Monday, May 14, 2012

Tariffs & The Civil War

It became rather fashionable starting around the 1920s to ascribe the Civil War to the question of protective tariffs.  Partly this was because Marxian analysis (as opposed to Karl Marx himself) engaged in a reductionistic understanding of all of human history to economic interests.  Ending slavery, especially with the moral tone the abolitionists used, could not possibly be the reason; it had to be something more fundamentally economic in nature.  (And some libertarian ideologues have therefore started making excuses for why the South was really a proto-libertarian society.)

I have seen a number of secession ordinances around the web that give the threat of ending slavery as the reason for states to secede--but only a few state secession ordinances are usually listed.  Here is an 1893 book that lists all of the state secession ordinances.  Only some of them list slavery--but the other give no specific reasons.  And none of them mention tariffs.  This is hardly conclusive proof--but you would think if tariffs were the issue, or even a significant issue that at least one state would have mentioned it.

There was discussion of this once the war was well under way, but this 1863 book argues that since the South had actually been on the side of protective tariffs for some products in 1857, it was certainly not a genuinely pro-free market motivation.  At least some contemporary works argue that the tariff claim was manufactured for the purpose of promoting the Confederacy in Europe.

1 comment:

  1. Causes of the Civil War has fairly comprehensive collection of secessionist documents, including the secession resolutions and Declarations of Causes.

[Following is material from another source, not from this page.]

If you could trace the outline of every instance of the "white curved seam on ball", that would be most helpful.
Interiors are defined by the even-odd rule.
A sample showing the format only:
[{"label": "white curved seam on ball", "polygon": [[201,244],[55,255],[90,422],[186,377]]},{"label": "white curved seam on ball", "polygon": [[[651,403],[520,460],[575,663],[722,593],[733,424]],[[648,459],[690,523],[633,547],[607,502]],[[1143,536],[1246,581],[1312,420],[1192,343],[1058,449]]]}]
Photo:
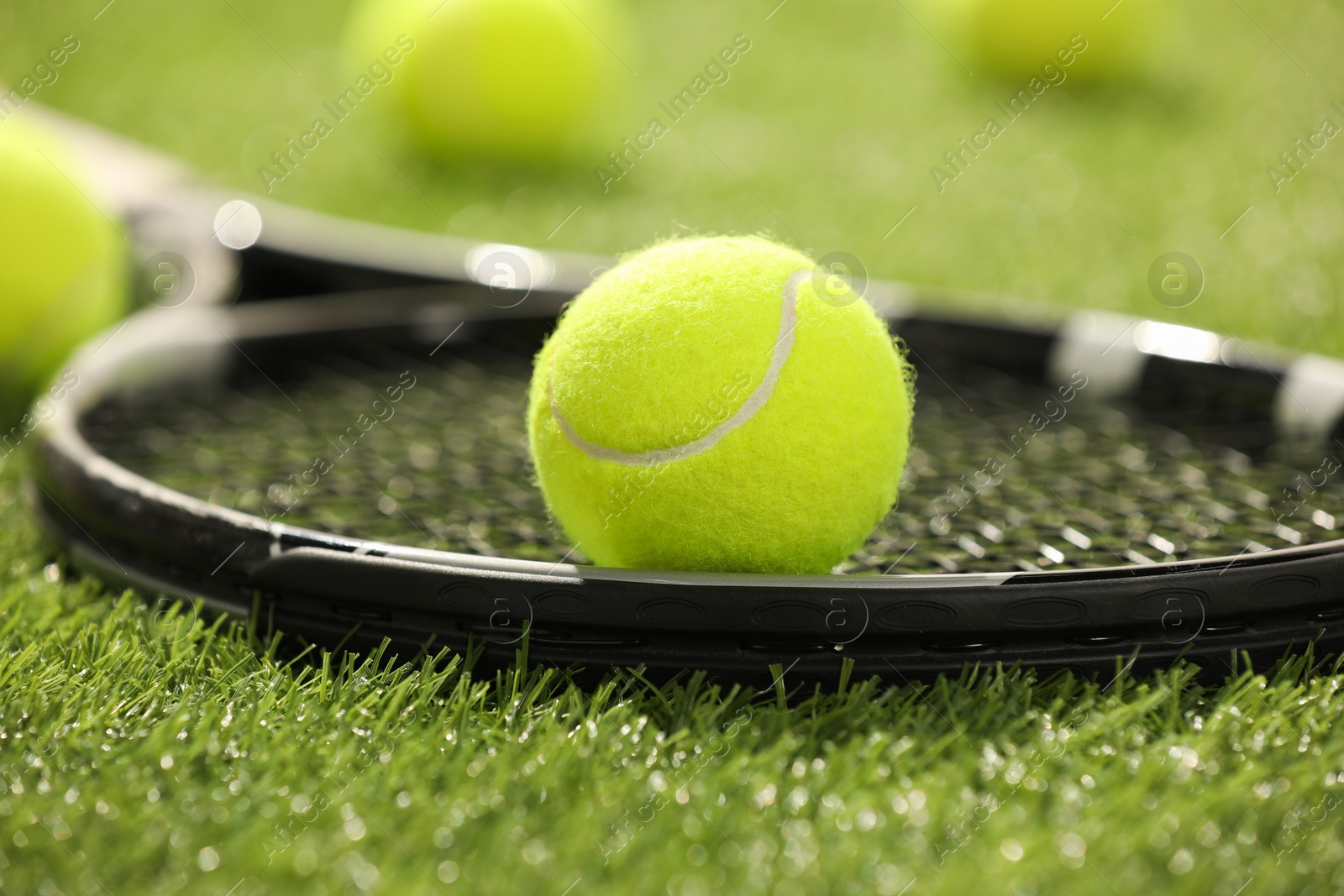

    As to the actual relevance of the issue: the Republican position on tariffs in 1860 was practically identical with the position of the defunct Whig Party. Henry Clay, a protective tariff advocate, was the Whig candidate in 1844.

    Clay got 48.5% of the popular vote in slave states (with a minimum of 37%), and carried four of them.

    Lincoln (a Whig until 1854) was a great admirer of Clay. Running on the same tariff plank in 1860, Lincoln got 2.1% of the slave state vote - none at all in nine of them.

    A more telling item is a comment made by John Calhoun during the Nullification Crisis of 1832, which was nominally over the "Tariff of Abominatons".

    Calhoun wrote to a friend that the fight over the tariff was really a skirmish on the outworks of state sovereignty - the "citadel" was slavery.